Reputation: 59
I'm trying to figure out how to replace rows in one dataframe with another by matching the values of one of the columns. Both dataframes have the same column names.
Ex:
df1 <- data.frame(x = c(1,2,3,4), y = c("a", "b", "c", "d"))
df2 <- data.frame(x = c(1,2), y = c("f", "g"))
Is there a way to replace the rows of df1 with the same row in df2 where they share the same x variable? It would look like this.
data.frame(x = c(1,2,3,4), y = c("f","g","c","d")
I've been working on this for a while and this is the closest I've gotten -
df1[which(df1$x %in% df2$x),]$y <- df2[which(df1$x %in% df2$x),]$y
But it just replaces the values with NA.
Does anyone know how to do this?
Upvotes: 5
Views: 1757
Reputation: 5766
First off, well done in producing a nice reproducible example that's directly copy-pastable. That always helps, specially with an example of expected output. Nice one!
You have several options, but lets look at why your solution doesn't quite work:
First of all, I tried copy-pasting your last line into a new session and got the dreaded factor-error:
Warning message:
In `[<-.factor`(`*tmp*`, iseq, value = 1:2) :
invalid factor level, NA generated
If we look at your data frames df1
and df2
with the str
function, you will see that they do not contain text but factors. These are not text - in short they represent categorical data (male vs. female, scores A, B, C, D, and F, etc.) and are really integers that have a text as label. So that could be your issue.

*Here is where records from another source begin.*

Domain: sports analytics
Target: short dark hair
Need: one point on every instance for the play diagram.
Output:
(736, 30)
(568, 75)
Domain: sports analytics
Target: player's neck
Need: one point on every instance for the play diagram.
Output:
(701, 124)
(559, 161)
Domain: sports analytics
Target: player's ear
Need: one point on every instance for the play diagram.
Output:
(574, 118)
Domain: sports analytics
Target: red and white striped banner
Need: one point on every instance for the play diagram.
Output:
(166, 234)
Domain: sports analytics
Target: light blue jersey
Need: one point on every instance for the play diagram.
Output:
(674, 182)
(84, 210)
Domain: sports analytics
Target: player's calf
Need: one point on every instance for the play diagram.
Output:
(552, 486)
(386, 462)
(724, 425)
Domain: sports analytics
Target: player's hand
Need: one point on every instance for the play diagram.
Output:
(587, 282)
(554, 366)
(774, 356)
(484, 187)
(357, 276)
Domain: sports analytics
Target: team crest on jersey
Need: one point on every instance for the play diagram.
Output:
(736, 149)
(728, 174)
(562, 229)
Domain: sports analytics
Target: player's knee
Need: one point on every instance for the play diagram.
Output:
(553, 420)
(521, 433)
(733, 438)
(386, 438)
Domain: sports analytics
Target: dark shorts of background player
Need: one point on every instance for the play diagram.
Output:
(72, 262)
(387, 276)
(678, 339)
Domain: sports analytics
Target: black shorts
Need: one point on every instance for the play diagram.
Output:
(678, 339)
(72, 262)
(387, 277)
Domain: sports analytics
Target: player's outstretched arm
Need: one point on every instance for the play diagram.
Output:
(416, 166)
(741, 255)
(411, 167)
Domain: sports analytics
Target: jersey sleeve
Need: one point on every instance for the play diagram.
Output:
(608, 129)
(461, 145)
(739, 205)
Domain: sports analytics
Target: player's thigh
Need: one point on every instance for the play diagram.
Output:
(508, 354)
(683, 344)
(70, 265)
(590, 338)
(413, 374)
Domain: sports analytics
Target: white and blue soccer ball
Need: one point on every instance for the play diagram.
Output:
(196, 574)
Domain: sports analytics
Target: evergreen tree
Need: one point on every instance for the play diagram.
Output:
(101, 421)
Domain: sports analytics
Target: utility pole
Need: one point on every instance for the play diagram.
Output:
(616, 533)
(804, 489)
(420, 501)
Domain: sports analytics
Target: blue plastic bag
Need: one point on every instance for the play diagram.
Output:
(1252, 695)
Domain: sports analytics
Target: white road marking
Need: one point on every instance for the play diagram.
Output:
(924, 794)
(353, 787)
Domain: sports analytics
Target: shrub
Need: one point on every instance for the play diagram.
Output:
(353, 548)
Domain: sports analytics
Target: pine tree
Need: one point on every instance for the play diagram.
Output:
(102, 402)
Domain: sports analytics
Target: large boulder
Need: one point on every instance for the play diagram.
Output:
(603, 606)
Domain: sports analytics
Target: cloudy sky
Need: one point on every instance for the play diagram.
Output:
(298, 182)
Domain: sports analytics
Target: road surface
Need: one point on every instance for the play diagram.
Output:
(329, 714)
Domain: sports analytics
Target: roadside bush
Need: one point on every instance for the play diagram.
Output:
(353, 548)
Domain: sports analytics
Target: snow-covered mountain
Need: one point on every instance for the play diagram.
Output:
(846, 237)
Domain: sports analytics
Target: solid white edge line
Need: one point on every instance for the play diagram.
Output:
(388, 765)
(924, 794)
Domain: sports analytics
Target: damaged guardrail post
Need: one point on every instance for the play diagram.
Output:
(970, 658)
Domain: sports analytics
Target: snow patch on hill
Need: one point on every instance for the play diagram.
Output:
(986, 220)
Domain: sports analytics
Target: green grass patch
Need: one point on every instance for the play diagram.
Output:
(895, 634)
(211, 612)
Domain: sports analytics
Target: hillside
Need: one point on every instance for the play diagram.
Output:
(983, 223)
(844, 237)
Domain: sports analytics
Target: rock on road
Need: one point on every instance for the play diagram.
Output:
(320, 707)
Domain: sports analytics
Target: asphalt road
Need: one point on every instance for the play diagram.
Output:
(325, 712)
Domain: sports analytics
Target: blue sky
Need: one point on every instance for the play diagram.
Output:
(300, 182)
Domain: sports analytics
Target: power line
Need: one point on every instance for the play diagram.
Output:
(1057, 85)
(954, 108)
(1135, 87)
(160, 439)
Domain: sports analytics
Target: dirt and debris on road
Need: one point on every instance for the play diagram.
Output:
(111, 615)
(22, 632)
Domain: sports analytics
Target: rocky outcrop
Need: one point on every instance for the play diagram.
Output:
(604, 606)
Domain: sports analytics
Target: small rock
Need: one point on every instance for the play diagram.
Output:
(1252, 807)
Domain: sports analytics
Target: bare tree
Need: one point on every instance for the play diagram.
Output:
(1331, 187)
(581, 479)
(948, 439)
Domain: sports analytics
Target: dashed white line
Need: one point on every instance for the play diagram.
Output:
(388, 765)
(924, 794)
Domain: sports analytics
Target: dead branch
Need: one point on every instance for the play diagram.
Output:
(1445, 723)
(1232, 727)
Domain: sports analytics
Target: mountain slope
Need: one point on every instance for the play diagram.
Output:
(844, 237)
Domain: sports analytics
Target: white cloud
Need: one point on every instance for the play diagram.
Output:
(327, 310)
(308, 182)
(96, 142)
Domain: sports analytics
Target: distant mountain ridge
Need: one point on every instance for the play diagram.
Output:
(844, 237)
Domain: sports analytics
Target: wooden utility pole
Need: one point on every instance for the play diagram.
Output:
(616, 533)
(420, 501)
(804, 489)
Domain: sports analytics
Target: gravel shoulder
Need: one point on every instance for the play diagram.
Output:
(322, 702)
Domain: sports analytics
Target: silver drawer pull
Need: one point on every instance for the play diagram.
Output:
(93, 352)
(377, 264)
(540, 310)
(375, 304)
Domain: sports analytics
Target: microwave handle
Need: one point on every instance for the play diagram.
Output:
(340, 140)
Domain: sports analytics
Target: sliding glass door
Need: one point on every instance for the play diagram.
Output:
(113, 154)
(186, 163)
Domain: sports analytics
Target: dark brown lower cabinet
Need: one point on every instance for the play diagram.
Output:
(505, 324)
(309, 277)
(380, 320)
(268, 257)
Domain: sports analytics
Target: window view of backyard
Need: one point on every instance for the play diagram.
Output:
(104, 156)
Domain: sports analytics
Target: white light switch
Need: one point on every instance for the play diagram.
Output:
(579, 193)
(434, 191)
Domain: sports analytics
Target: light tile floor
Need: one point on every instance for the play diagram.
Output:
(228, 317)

Running your code gives a warning because you are trying to import new factors (labels) into df1
that don't exist. And R doesn't know what to do with them, so it just inserts NA
-values.
As r2evens answered, he used the stringsAsFactors
to disable using strings as Factors - you can even go as far as disabling it on a session-wide basis using options(stringsAsFactors=FALSE)
(and I've heard it will be disabled as default in forthcoming R4.0 - yay!).
After disabling stringsAsFactors
, your code works - or does it? Try this on for size:
df2 <- df2[c(2,1),]
df1[which(df1$x %in% df2$x),]$y <- df2[which(df1$x %in% df2$x),]$y
What's in df1
now? Not quite right anymore.
In the first line, I swapped the two rows in df2
and lo and behold, the replaced values in df1
were swapped. Why is that?
Let's deconstruct your statement df2[which(df1$x %in% df2$x),]$y
Call df1$x %in% df2$x
returns a logical vector (boolean) of which elements in df1$x
are found ind df2
- i.e. the first two and not the second two. But it doesn't relate which positions in the first vector corresponds to which in the second.
Calling which(df1$x %in% df2$x)
then reduces the logical vector to which indices were TRUE
. Again, we do not now which elements correspond to which.
For solutions, I would recommend r2evans, as it doesn't rely on extra packages (although data.table
or dplyr
are two powerful packages to get to know).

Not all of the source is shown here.